Following the mutiny led by Fletcher Christian, the Bounty was taken to Tahiti for a few days before being compelled to set sail. Quintal joined Christian and seven other mutineers. They took with them eleven Tahitian women and six men. After months at sea, the mutineers discovered the uninhabited Pitcairn Island and settled there in January 1790. It was Quintal who burned the Bounty in order to prevent any return, and as a safety precaution, to avoid having the ship give away their location to the British Navy. After three years, a conflict broke out between the Tahitian men and the mutineers, resulting in the deaths of all the Tahitian men and five of the Englishmen (including Fletcher Christian). Quintal was one of the survivors.

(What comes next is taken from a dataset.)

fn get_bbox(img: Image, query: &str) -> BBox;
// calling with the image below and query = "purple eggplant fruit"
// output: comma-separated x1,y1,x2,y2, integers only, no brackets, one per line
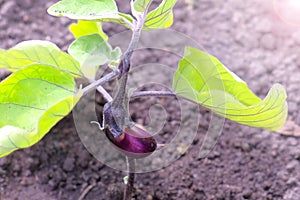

One of the other survivors, William McCoy, discovered a means of distilling alcohol from one of the island's fruits. He and Quintal quickly descended into alcoholism, often bullying the surviving women. McCoy committed suicide by jumping off a cliff in a drunken frenzy. After McCoy's suicide, Quintal threatened to kill the rest of the community. The other two surviving men, Ned Young and John Adams, subsequently killed him with an axe during one of his drunken stupors.
Quintal's descendents reside on Norfolk Island to this day. A descendant, Malcolm Champion, was an swimmer in the 1912 Summer Olympics, becoming New Zealand's first ever gold medalist.